Earlier Dane Schnell had given the Waitaks the lead after a bit of pinball in the box but Dylan De Jong had responded with a nice little goal of his own soon after. This was probably the first time Suburbs had been able to play their top strength team, Adam Thomas was back in there after missing last week, De Jong was also welcomed into the lineup again. On the other side Waitakere made one change with Clark Foulds getting his first start but they still have nine players who’ve started every game.

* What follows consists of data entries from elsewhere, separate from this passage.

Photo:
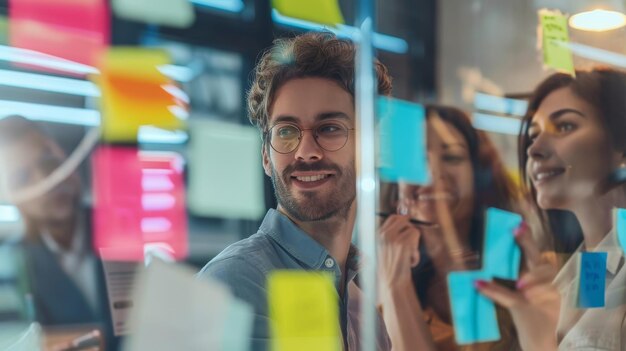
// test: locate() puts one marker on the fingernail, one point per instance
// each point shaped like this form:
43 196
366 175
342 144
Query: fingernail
479 284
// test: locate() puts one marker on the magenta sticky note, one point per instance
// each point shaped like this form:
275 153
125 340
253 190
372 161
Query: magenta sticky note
74 30
139 203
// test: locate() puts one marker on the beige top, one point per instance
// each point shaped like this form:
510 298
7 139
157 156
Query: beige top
594 328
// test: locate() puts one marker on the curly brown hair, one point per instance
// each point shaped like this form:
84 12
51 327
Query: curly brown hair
314 54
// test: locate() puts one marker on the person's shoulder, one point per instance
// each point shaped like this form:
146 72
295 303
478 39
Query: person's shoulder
244 260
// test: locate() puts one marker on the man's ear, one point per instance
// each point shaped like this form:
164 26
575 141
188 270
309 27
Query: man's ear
266 160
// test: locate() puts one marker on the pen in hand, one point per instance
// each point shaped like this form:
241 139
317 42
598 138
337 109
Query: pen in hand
412 220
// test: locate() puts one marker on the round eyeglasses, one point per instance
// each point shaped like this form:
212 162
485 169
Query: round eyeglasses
285 137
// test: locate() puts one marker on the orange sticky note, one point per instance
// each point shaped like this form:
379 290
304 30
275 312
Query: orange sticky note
318 11
303 308
135 94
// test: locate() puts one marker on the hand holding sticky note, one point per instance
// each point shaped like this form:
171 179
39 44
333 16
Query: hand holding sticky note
502 255
303 308
473 315
554 38
402 128
592 279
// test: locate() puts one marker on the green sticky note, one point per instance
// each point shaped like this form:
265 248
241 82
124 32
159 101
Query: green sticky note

A draw probably suits both teams okay under the circumstances. Waitakere had a great chance to win it near the end but Danyon Drake made a top save to preserve the draw, no worries. Despite this young and inexperienced team and despite the mess this team found itself in last season, Waitakere have started the season undefeated and each week they just find a way. Dane Schnell and Sam Burfoot in particular are bossing that midfield. They’ve got a great keeper in Nick Draper. They’ve not conceded more than once in any game. It’s been impressive. And Suburbs will take a point having had to play with ten men into the wind for the entire second half – it’s a standard kiwi football truism that a stiff breeze is always worth a couple goals. Always.

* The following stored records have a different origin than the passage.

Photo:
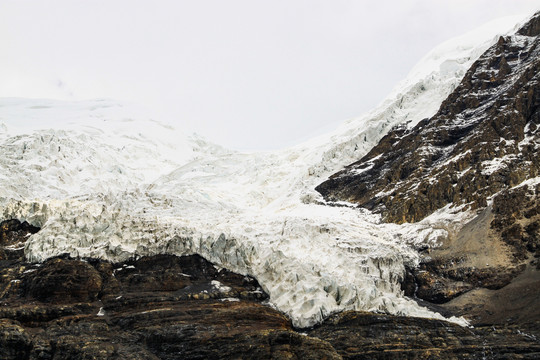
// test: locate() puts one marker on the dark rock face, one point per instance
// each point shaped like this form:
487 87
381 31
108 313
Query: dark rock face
170 307
483 139
475 152
358 335
159 307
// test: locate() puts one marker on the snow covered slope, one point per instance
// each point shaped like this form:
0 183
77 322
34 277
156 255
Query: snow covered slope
104 181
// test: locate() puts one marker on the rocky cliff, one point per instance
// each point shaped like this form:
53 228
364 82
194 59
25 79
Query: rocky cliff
479 153
483 139
170 307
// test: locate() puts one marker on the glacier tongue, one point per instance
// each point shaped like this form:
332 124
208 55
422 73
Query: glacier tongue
103 181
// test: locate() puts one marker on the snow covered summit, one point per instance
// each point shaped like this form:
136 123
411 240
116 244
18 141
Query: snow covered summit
103 182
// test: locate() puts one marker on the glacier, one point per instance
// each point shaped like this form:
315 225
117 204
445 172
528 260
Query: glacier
103 179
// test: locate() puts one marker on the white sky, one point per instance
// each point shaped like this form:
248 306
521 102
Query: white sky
244 73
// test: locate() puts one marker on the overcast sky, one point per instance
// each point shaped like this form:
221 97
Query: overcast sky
247 74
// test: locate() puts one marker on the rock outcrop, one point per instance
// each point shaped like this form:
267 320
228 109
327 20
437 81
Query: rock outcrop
480 152
170 307
485 138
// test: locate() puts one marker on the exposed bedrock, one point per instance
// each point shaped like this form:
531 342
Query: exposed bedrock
170 307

Here’s a sneaky one to end on... the NZ U17s were at the World Cup when the new Premmy season kicked off, with Jose Figueira famously missing his first game in charge of ACFC, but those lads are all back now and while most have settled into NYL teams this was a crazy week for the U17s getting out there in the National League. The WeeNix had Kris Naicker, Henry Hamilton, and Harry Bark starting while Adam Hillis and Benjamin Old both came off the bench. Tasman United gave Jesse Randall his first Premmy start. Campbell Strong came off the bench for Eastern Suburbs (having started last week). Marko Stamenic was on the bench for Team Wellington too (didn’t see the TW subs so not sure if he got on or not). That’s at least seven players from that squad running around out there. Pathways.